Pros and cons for both traditional method and advanced strategies used in Assignment 6: -

###**Pandas**
* Pros
1. Simplicity and ease of use.
2. Suitable for smaller datasets that fit into memory
3. Operations are performed sequentially on a single node.
4. File size is determined by the size of the dataset and the data types used.

* Cons
1. Loads the entire dataset into memory, which can be limiting for large datasets.
2. May lead to MemoryError for very large datasets.
3. Computation time increases linearly with the size of the dataset.
4. Limited parallelization.


###**Dask**
* Pros
1. Operates on larger-than-memory datasets by dividing them into smaller partitions.
2. More scalable and adaptive memory usage.
3. Lazy evaluation minimizes unnecessary loading of data.
4. Parallelizes operations by dividing the dataset into partitions.
5. Significantly reduces computation time, especially for parallelizable operations.
6. Efficiently handles larger datasets without necessarily increasing file size.
7. Lazy evaluation minimizes the need to load the entire dataset into memory.

* Cons
1. Requires careful consideration of the partitioning strategy.
2. Overheads associated with task scheduling and communication.

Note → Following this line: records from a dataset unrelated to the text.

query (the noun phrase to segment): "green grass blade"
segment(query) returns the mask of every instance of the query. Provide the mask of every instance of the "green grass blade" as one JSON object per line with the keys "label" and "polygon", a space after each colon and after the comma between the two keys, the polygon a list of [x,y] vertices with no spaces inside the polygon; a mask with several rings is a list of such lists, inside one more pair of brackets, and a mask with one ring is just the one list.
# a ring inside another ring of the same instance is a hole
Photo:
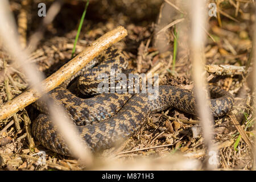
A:
{"label": "green grass blade", "polygon": [[79,23],[79,26],[77,30],[77,32],[76,36],[76,39],[75,39],[74,46],[73,47],[72,49],[72,54],[71,55],[71,58],[73,58],[74,53],[76,51],[76,46],[77,43],[78,38],[79,37],[79,35],[80,34],[81,28],[82,28],[82,23],[84,22],[84,17],[85,17],[85,14],[86,13],[87,7],[89,5],[89,0],[87,0],[86,4],[85,5],[85,7],[84,8],[84,12],[82,13],[82,18],[81,18],[80,23]]}

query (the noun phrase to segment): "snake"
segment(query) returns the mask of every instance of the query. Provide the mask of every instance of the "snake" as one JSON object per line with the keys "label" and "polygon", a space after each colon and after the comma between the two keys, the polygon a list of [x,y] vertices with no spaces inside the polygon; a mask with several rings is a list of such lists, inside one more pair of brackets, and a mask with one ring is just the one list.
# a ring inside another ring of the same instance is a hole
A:
{"label": "snake", "polygon": [[[97,86],[102,81],[98,79],[100,74],[110,74],[112,69],[115,73],[122,73],[128,64],[125,53],[112,46],[89,65],[49,92],[51,98],[63,106],[74,122],[79,136],[93,151],[110,148],[135,135],[151,113],[169,108],[192,115],[197,113],[193,92],[178,86],[159,85],[155,99],[149,99],[154,94],[150,92],[98,93]],[[68,89],[68,85],[76,88],[80,93],[93,96],[79,97]],[[221,117],[230,112],[234,104],[232,94],[217,86],[209,85],[208,88],[212,98],[208,100],[208,104],[212,115]],[[55,152],[72,155],[63,135],[51,121],[46,104],[39,100],[34,105],[41,111],[32,122],[32,133],[35,138]]]}

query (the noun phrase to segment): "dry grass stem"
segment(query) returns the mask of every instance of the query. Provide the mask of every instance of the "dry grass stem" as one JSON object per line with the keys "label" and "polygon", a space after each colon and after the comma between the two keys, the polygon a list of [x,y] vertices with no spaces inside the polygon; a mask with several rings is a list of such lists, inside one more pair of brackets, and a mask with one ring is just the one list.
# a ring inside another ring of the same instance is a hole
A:
{"label": "dry grass stem", "polygon": [[5,103],[0,109],[0,120],[22,109],[39,98],[42,93],[49,92],[61,84],[84,67],[102,51],[126,35],[126,30],[120,26],[100,37],[94,42],[91,46],[85,48],[69,62],[44,80],[42,84],[43,89],[41,90],[41,94],[39,94],[34,89],[30,89],[14,100]]}
{"label": "dry grass stem", "polygon": [[[206,19],[204,16],[203,7],[205,7],[204,1],[196,0],[191,3],[190,7],[192,16],[192,32],[190,47],[192,59],[192,77],[195,81],[195,90],[197,103],[199,115],[201,118],[201,125],[204,138],[204,143],[207,147],[207,153],[217,154],[213,147],[212,140],[213,139],[213,118],[211,116],[207,98],[203,88],[206,87],[206,79],[202,77],[204,72],[204,60],[203,56],[205,42],[205,31],[201,28],[205,27]],[[216,160],[217,160],[216,157]],[[208,169],[215,169],[217,163],[206,164]]]}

Below are the comparison analysis between pandas (traditional methods) and Dask (advanced strategies). By comparing in a few terms: -

* ### Memory usage
  
  Advanced strategies (Dask) have a clear advantage for handling larger-than-memory datasets with more efficient memory usage.

* ### Computation time
  Advanced strategies (Dask) show a significant advantage, especially when operations can be parallelized.

* ### File size
  Advanced strategies (Dask) are advantageous for efficiently handling larger datasets without a proportional increase in file size.



---



##**Conclusion**

**Loading less data** is a common strategy when working with large datasets, allowing you to save memory and speed up initial data exploration tasks. However, keep in mind that working with a subset may not represent the full dataset, and decisions based on this subset should be made with caution.

The primary benefit of **optimizing data types** is to reduce memory usage, making it more efficient for handling and processing large datasets. It's important to choose the appropriate data types for columns to balance memory efficiency with the precision needed for analysis.

Using **chunks** is beneficial when dealing with large datasets that may not fit into memory. Instead of loading the entire dataset at once, it is read in smaller chunks. This allows for more efficient memory usage and processing. In the example, the time to read the entire dataset using chunks might be longer than reading it without chunks. However, the benefit becomes apparent when the dataset is too large to fit into memory, as chunks allow you to process and analyze portions of the data at a time.

**Sampling** is a useful technique for working with large datasets when you want to get a representative subset for exploratory data analysis or model building. The random_state parameter is set for reproducibility, ensuring that the same random rows are selected if the code is run again with the same random state.

### **After using Dask:**
* Traditional methods (pandas) are suitable for smaller datasets but may face limitations in terms of memory and computation time for larger datasets.
* Advanced strategies (Dask), offer scalability, efficient memory usage, and parallelization, making them highly advantageous for big data scenarios.
* The choice between traditional methods (pandas) and advanced strategies (Dask) depends on the size and complexity of the data, available computing resources, and the specific requirements of the analysis.